O amor de Deus misericórdia surge como núcleo central na vida e no agir do Papa Francisco. É um amor que se reflecte, com intensidades diversas, em cada pessoa e na humanidade, em cada criatura e na criação, em cada discípulo missionário e na Igreja em conversão pastoral. O rosto deste amor dinâmico fica “plasmado” na simplicidade do viver quotidiano e das homilias na missa celebrada na Casa de Santa Marta, nos gestos proféticos e nos documentos escritos, sobretudo a “A Alegria do Evangelho”, o “Rosto da Misericórdia”, o “Louvado Sejas” e a “A Alegria do Amor”.
O estilo e a proposta do Papa têm despertado, de modo geral, a simpatia da sociedade civil, sobretudo da comunicação social e de alguns fóruns políticos e económicos, o acolhimento entusiasta pelo conjunto da Igreja, a correspondência lógica por muitos sectores da vida missionária e a discreta anuência de minorias que chegam a manifestar-se como oposição. Estou convencido da urgência de ir avivando a memória comunitária para esta riqueza reformista e para a arte pastoral que exige a harmonia de tesouro tão sublime estar entregue a vasos de barro, sempre frágil, apesar da qualidade da moldagem e cosedura. Limito-me à “A Alegria do Amor”, recorrendo ao meu bloco de notas em que fui apontando algumas referências, após a sua publicação, a 19 de Março de 2016; notas que serão continuadas proximamente.
“O significado do matrimónio cristão e o anúncio da sua beleza pela Igreja não mudaram”, afirma o Cardeal Kevin Farrell, prefeito do Dicastério para os Leigos, a Família e a Vida; mas “devem mudar a pastoral, o cuidado, a atenção da Igreja em relação às famílias, especialmente as mais necessitadas de ajuda, de apoio e de acompanhamento”. E aduz como razão principal a melhor compreensão do sentido de crescimento e aprofundamento destas realidades e a evolução do contexto sociocultural envolvente.

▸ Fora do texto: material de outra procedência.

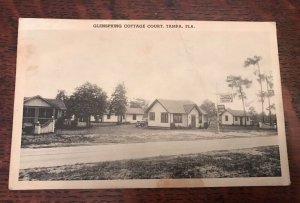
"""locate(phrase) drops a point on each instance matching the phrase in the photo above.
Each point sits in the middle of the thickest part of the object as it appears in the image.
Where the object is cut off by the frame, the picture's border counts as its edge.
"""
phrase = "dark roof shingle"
(53, 102)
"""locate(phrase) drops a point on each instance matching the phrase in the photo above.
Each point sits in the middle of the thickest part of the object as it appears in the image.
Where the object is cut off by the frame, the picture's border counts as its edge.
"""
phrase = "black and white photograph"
(147, 104)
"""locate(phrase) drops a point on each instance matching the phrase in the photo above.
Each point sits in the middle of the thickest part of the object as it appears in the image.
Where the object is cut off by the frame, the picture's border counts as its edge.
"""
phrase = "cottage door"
(193, 122)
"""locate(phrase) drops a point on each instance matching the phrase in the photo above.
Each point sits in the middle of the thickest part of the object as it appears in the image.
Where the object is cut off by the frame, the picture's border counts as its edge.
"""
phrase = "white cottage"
(42, 110)
(163, 113)
(133, 115)
(235, 117)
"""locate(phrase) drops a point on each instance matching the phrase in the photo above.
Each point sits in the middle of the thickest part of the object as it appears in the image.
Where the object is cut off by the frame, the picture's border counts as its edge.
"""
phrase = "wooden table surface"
(286, 13)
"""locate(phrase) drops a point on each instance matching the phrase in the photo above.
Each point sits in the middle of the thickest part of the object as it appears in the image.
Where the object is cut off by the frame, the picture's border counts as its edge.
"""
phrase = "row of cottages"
(163, 113)
(235, 117)
(132, 115)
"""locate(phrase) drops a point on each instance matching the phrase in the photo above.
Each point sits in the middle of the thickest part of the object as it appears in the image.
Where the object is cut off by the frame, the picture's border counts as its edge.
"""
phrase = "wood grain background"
(285, 12)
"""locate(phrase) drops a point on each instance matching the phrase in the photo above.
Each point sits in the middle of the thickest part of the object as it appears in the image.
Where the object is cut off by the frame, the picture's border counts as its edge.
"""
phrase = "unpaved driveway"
(45, 157)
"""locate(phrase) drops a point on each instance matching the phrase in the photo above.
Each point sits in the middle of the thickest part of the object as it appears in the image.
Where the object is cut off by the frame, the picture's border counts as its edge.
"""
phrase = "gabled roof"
(57, 103)
(236, 112)
(176, 106)
(130, 110)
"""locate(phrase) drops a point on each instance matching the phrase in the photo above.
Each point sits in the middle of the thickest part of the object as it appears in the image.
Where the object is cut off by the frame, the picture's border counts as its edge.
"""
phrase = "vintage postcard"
(147, 104)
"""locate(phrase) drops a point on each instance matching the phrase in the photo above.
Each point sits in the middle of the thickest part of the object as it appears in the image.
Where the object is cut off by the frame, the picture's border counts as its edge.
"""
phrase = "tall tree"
(260, 77)
(118, 101)
(239, 84)
(269, 94)
(210, 109)
(87, 100)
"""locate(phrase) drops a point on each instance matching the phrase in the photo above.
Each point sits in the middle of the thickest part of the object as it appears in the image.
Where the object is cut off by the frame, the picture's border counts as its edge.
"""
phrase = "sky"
(183, 64)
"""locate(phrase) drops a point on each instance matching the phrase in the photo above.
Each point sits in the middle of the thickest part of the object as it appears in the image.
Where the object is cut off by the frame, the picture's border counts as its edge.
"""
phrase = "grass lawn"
(129, 134)
(254, 162)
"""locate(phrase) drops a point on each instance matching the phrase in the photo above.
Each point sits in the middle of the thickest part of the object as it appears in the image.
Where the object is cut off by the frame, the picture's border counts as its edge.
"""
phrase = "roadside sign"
(221, 108)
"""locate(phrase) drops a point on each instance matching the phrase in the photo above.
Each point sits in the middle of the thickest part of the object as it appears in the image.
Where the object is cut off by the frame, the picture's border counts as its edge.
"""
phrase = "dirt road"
(45, 157)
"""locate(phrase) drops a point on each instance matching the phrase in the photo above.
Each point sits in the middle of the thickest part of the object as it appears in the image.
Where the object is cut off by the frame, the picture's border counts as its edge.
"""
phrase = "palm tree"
(255, 61)
(238, 83)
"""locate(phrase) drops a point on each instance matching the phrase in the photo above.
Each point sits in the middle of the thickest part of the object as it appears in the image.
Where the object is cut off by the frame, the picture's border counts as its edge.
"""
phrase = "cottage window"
(152, 116)
(226, 118)
(177, 118)
(45, 113)
(164, 117)
(28, 112)
(200, 118)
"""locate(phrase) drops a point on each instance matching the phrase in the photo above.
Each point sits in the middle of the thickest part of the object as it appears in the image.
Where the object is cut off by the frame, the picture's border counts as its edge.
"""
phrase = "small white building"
(41, 109)
(235, 117)
(163, 113)
(133, 115)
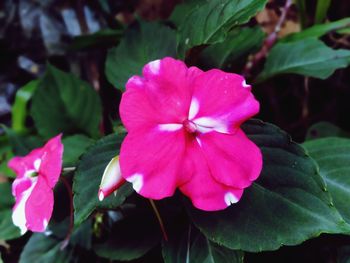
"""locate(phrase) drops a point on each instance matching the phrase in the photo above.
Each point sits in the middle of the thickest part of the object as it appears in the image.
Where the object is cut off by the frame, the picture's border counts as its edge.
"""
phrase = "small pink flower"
(37, 174)
(184, 132)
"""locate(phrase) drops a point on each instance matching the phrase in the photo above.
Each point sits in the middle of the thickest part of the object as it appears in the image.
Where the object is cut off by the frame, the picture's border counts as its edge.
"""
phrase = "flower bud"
(111, 179)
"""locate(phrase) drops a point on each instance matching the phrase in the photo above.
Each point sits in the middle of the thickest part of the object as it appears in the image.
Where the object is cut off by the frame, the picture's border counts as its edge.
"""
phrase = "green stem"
(160, 221)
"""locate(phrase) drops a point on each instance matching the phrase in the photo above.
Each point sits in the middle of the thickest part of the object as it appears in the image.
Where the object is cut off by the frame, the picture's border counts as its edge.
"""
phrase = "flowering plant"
(141, 131)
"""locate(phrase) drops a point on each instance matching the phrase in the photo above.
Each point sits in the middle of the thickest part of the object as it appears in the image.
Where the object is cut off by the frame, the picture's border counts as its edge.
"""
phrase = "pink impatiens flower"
(184, 132)
(37, 174)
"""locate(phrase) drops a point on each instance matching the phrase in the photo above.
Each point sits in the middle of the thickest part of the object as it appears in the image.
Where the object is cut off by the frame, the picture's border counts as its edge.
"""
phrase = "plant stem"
(160, 221)
(268, 43)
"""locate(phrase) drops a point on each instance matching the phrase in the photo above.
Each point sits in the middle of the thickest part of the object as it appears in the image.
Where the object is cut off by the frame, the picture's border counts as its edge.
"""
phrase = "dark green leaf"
(44, 249)
(309, 57)
(209, 22)
(325, 129)
(287, 205)
(317, 31)
(321, 10)
(195, 247)
(181, 11)
(6, 155)
(333, 156)
(21, 144)
(74, 147)
(64, 103)
(239, 42)
(104, 37)
(131, 237)
(88, 177)
(19, 108)
(142, 43)
(7, 229)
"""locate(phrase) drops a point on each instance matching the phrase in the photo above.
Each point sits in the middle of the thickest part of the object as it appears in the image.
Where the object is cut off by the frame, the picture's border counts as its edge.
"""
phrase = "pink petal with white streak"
(152, 162)
(39, 206)
(51, 161)
(223, 99)
(233, 159)
(161, 96)
(203, 190)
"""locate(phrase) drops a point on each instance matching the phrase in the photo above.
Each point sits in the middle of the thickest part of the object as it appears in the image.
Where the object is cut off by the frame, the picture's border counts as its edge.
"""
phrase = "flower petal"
(162, 96)
(233, 159)
(21, 189)
(203, 190)
(151, 161)
(224, 99)
(24, 166)
(39, 206)
(51, 163)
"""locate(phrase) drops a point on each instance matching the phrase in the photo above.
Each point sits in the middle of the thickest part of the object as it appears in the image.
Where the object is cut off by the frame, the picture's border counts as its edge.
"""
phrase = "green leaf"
(287, 205)
(195, 247)
(182, 10)
(21, 144)
(6, 155)
(88, 177)
(64, 103)
(74, 147)
(239, 42)
(325, 129)
(8, 230)
(142, 43)
(131, 237)
(210, 22)
(6, 199)
(321, 10)
(333, 156)
(44, 249)
(302, 12)
(317, 31)
(104, 37)
(309, 57)
(19, 108)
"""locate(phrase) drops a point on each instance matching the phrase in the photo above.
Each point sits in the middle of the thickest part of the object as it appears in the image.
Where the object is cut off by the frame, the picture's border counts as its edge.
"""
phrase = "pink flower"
(184, 132)
(37, 174)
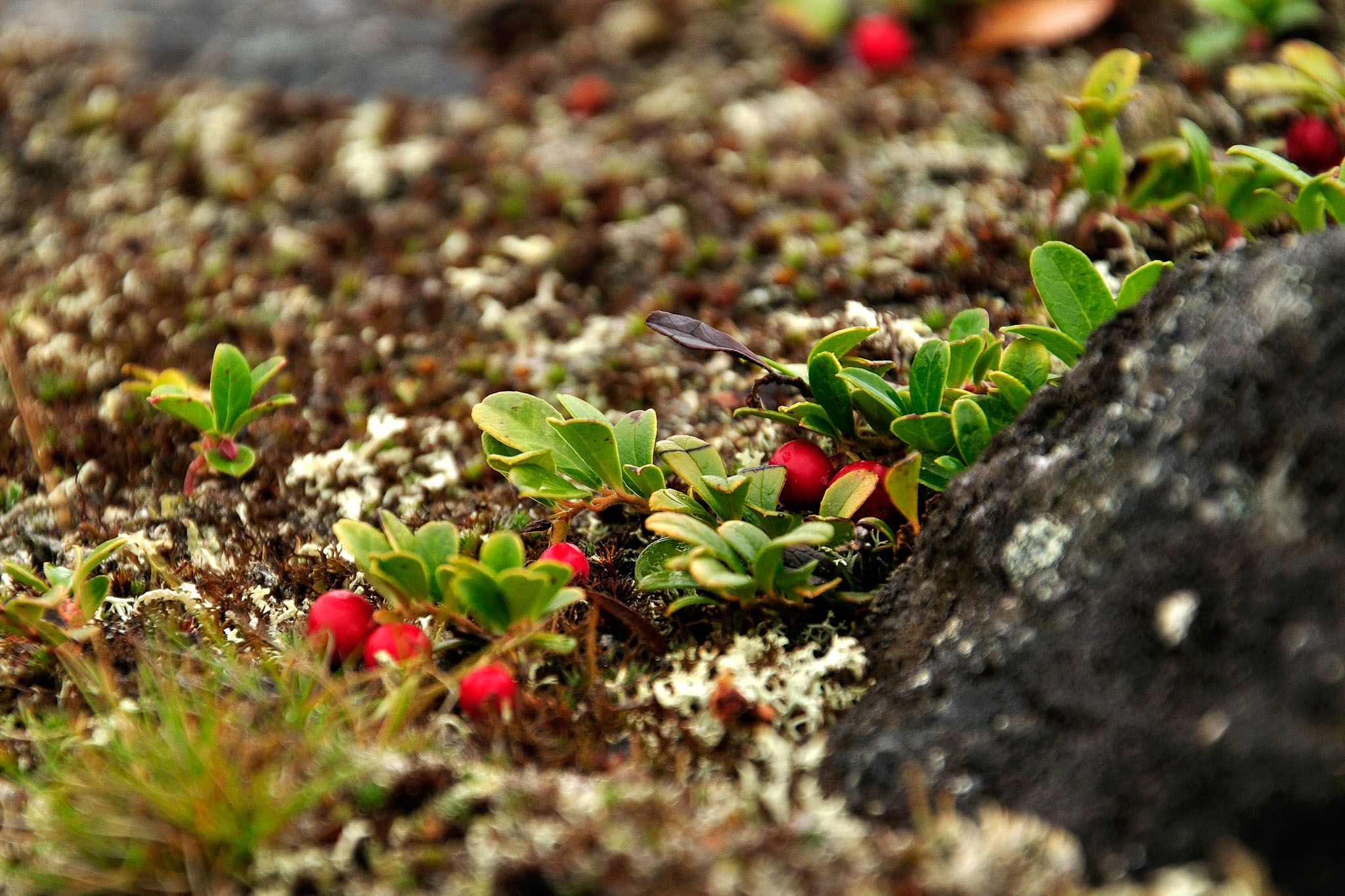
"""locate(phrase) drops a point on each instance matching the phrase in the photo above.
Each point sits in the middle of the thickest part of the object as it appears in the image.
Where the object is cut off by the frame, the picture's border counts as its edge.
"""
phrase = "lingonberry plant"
(486, 689)
(396, 643)
(340, 621)
(734, 562)
(1317, 196)
(219, 413)
(70, 594)
(423, 574)
(1242, 26)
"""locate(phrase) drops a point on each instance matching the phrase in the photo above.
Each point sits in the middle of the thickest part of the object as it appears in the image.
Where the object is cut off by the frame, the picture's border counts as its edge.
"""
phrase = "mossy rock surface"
(1137, 599)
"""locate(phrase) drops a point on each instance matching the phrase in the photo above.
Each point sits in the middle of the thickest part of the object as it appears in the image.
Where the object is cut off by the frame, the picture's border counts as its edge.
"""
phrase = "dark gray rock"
(1129, 617)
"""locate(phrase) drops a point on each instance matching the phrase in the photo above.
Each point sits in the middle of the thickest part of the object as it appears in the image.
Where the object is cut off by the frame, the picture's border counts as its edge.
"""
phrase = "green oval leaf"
(903, 486)
(231, 386)
(1028, 362)
(848, 494)
(1056, 343)
(929, 377)
(970, 429)
(1074, 292)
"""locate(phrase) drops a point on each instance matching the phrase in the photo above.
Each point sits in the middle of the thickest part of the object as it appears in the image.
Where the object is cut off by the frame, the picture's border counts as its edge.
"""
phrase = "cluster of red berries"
(343, 621)
(1313, 144)
(881, 43)
(808, 472)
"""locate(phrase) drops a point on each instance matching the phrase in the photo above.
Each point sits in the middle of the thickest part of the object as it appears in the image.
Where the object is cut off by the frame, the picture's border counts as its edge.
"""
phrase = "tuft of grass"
(178, 789)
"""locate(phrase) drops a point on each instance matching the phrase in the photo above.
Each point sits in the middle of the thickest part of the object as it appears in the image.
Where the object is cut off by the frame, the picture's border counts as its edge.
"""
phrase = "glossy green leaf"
(830, 391)
(1111, 81)
(361, 540)
(970, 429)
(1028, 362)
(848, 494)
(636, 433)
(259, 410)
(988, 362)
(841, 341)
(173, 399)
(403, 571)
(1012, 391)
(502, 551)
(537, 482)
(690, 601)
(1063, 347)
(436, 544)
(231, 386)
(764, 485)
(974, 322)
(715, 575)
(725, 496)
(399, 534)
(236, 467)
(768, 563)
(1201, 155)
(263, 372)
(1138, 282)
(653, 562)
(688, 528)
(903, 488)
(745, 539)
(962, 359)
(595, 444)
(646, 480)
(1074, 292)
(479, 595)
(518, 421)
(1278, 164)
(579, 409)
(927, 433)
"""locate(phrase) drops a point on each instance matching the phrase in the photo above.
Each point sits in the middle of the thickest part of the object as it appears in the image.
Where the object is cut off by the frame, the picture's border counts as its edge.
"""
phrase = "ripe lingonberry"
(806, 473)
(588, 96)
(342, 618)
(879, 504)
(571, 557)
(1312, 144)
(395, 644)
(486, 689)
(880, 42)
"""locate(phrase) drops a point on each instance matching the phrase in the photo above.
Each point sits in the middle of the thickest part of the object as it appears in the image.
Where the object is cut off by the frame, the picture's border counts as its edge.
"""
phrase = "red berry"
(881, 43)
(486, 689)
(1312, 144)
(571, 557)
(879, 504)
(342, 618)
(806, 473)
(395, 644)
(588, 96)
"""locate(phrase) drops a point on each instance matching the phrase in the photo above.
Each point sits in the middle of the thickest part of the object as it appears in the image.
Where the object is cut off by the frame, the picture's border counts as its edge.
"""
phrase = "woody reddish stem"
(30, 414)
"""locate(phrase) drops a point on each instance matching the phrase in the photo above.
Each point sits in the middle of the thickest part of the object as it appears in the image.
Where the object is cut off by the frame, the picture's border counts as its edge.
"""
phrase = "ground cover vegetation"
(648, 366)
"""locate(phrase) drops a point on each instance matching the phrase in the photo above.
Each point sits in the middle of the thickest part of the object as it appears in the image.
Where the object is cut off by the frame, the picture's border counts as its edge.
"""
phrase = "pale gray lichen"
(1034, 545)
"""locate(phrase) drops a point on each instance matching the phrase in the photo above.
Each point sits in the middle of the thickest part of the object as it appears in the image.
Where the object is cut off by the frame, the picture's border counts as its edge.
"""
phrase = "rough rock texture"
(1136, 601)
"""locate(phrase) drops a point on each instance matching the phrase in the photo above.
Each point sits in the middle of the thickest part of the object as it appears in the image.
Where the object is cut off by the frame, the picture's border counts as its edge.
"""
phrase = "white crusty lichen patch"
(1036, 545)
(802, 688)
(397, 465)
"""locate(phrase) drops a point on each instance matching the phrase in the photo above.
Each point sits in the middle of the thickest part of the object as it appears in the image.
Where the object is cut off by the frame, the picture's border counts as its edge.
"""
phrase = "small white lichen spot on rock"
(1174, 614)
(1034, 545)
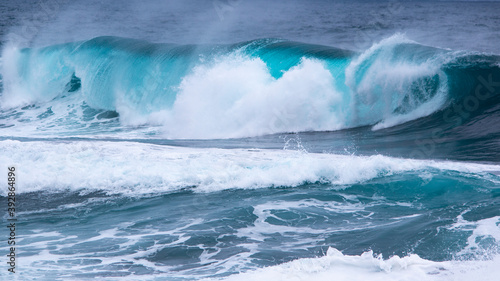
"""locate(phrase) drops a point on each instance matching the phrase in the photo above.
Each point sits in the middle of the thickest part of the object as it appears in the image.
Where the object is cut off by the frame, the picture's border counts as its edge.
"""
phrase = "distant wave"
(253, 88)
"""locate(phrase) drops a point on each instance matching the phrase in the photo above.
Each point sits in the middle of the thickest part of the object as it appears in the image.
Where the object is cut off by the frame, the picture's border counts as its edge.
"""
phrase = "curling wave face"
(111, 85)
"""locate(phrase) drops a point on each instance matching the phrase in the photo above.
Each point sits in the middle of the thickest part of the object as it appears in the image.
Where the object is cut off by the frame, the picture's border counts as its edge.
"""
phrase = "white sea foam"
(339, 267)
(137, 168)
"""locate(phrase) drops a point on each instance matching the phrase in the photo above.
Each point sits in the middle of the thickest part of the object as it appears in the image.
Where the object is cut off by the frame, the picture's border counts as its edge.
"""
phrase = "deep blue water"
(252, 140)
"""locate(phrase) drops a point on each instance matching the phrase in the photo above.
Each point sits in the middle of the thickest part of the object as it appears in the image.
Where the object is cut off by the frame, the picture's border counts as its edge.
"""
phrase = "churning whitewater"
(251, 140)
(227, 91)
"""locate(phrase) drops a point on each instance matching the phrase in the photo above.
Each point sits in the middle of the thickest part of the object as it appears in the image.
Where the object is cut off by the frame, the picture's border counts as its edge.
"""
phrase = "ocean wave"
(137, 169)
(252, 88)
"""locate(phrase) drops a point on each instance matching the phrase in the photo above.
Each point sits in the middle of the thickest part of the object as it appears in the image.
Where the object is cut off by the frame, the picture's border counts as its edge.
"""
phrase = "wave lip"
(228, 91)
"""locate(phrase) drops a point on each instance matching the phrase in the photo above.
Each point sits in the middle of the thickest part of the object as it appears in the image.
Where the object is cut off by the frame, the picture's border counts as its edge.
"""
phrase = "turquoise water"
(281, 154)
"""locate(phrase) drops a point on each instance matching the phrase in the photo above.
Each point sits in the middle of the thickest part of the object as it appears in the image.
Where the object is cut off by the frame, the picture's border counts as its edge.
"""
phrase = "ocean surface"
(251, 140)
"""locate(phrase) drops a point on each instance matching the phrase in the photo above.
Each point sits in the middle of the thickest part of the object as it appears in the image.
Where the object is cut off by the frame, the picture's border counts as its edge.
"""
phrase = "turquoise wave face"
(265, 86)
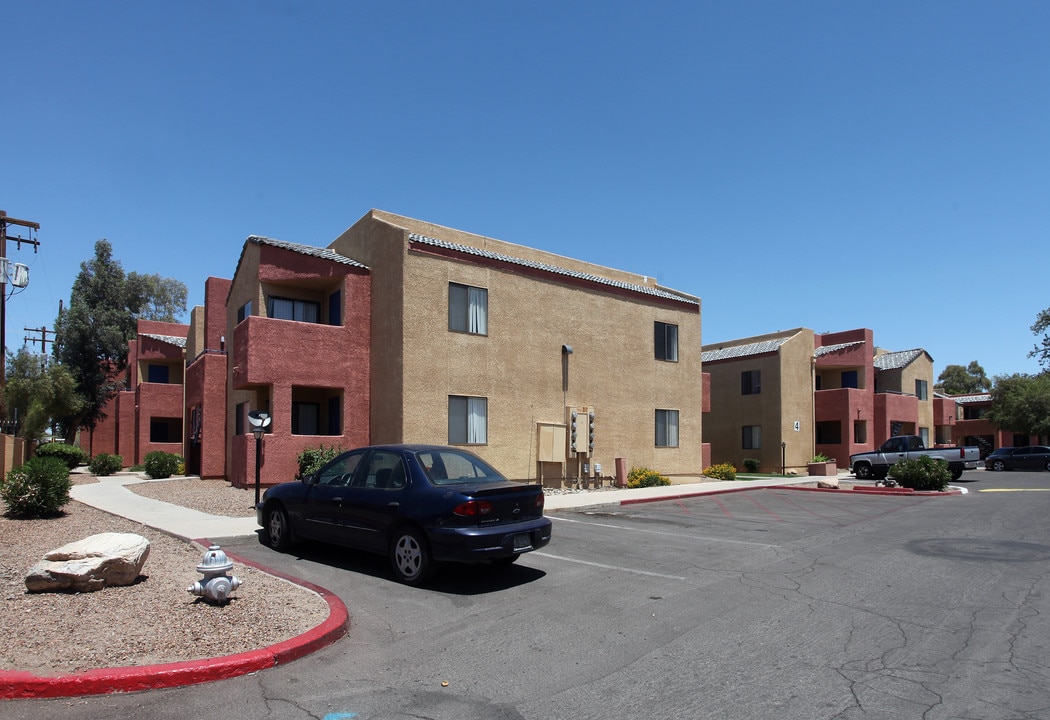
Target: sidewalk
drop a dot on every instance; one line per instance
(111, 495)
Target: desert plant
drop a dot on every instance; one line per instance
(70, 454)
(105, 464)
(36, 489)
(160, 465)
(312, 459)
(723, 471)
(923, 472)
(643, 477)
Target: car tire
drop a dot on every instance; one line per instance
(411, 556)
(277, 531)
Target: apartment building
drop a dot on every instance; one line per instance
(146, 414)
(552, 368)
(784, 397)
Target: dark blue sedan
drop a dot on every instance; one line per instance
(418, 504)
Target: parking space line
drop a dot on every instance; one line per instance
(611, 567)
(660, 532)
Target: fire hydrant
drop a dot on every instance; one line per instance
(216, 585)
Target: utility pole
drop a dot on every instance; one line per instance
(4, 266)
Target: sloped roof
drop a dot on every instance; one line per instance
(322, 253)
(170, 339)
(742, 351)
(467, 250)
(894, 361)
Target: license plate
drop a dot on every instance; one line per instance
(523, 542)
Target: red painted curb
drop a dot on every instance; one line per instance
(17, 684)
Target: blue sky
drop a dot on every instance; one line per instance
(826, 165)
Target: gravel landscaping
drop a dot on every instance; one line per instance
(154, 620)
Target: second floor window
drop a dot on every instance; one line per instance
(666, 341)
(467, 420)
(922, 389)
(467, 309)
(287, 309)
(751, 382)
(667, 428)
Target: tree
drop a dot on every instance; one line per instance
(1042, 351)
(37, 393)
(959, 380)
(1021, 403)
(91, 336)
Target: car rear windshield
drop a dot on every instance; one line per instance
(453, 467)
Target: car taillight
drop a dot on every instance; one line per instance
(473, 508)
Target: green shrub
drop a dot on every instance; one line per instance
(643, 477)
(723, 471)
(922, 473)
(312, 459)
(160, 465)
(70, 454)
(105, 464)
(37, 489)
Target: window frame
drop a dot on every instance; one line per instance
(666, 341)
(667, 433)
(748, 438)
(467, 309)
(751, 382)
(470, 431)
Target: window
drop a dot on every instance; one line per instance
(335, 308)
(667, 428)
(467, 420)
(156, 374)
(921, 389)
(467, 309)
(306, 418)
(751, 382)
(288, 309)
(666, 341)
(752, 437)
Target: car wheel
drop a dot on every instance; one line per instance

Esta observação pertinente aponta claramente o que está em causa: O evangelho do matrimónio sacramental e da família cristã, que a Igreja quer anunciar com fidelidade crescente numa sociedade plural, e o realismo das situações que não param de surpreender e de interpelar. A fragilidade reveste-se de muitos rostos e as “feridas” de muitas cicatrizes. A Igreja assume-se cada vez mais como mestra, e sobretudo como mãe e samaritana, companheira solícita nos caminhos da humanidade. E Farrel evoca a memória de João XXIII que, em relação ao Concílio Vaticano II, dizia: “Não é o Evangelho que muda; somos nós que o entendemos cada vez melhor.
“A Alegria do Amor” corre um sério risco: o de ficar reduzida ao problema do acesso à comunhão eucarística dos divorciados recasados; seria como a “A Vida Humana” de Paulo VI que, quase só, é lembrada pela questão da pílula ou da contestação surgida por um sector aguerrido. E esta encíclica do Papa Montini tem um riqueza extraordinária que o Papa Francisco cita várias vezes; riqueza complementada com a mensagem dirigida às Equipas de Nossa Senhora e por elas à Igreja, em 1970, em que desenvolve a pedagogia do acompanhamento pastoral. Sem este, não há “revolução do amor” que tenda para a sua plenitude: ser sacramento do amor de Jesus Cristo pela Igreja, pela humanidade.
As famílias “não são um problema, são principalmente uma oportunidade”, garante o Papa Francisco aquando da sua viagem apostólica a Cuba. Oportunidade de contemplar o sonho de Deus configurado na alegria do amor humano, em todo o seu esplendor e em todas as suas “noites” sofridas e amargadas. Oportunidade de reexaminar a atenção amiga, não abusiva, de quem está próximo e começa a viver tensões difíceis no relacionamento conjugal, de quem é chamado a ser mediador/conciliador (se possível), de quem, por missão apostólica, tem a incumbência de acolher, acompanhar e integrar os que desejam sinceramente apoio para o seu caminhar e sentido para as suas buscas e canseiras. Oportunidade que é compromisso em todos os níveis da organização da Igreja.
As questões canónicas do matrimónio devem ser tratadas pela via jurídica, segundo as normas do direito canónico; e as questões de consciência por via do discernimento, diante de Deus, em oração e em diálogo de acompanhamento pastoral. Esta afirmação inspira-se na “Alegria do Amor”, n.º 300 e é da autoria de Juán Massiá, teólogo e padre jesuíta,
Felizmente alguns passos se têm dado neste sentido. Mais visíveis no campo jurídico do que no da pastoral. Mas a realidade clama por maior atenção e diligência. Sobretudo a situação dos que se encontram na situação de casados de novo civilmente e querem progredir na integração eclesial e viram declarada inconsistente a sua pretensão de nulidade sacramental.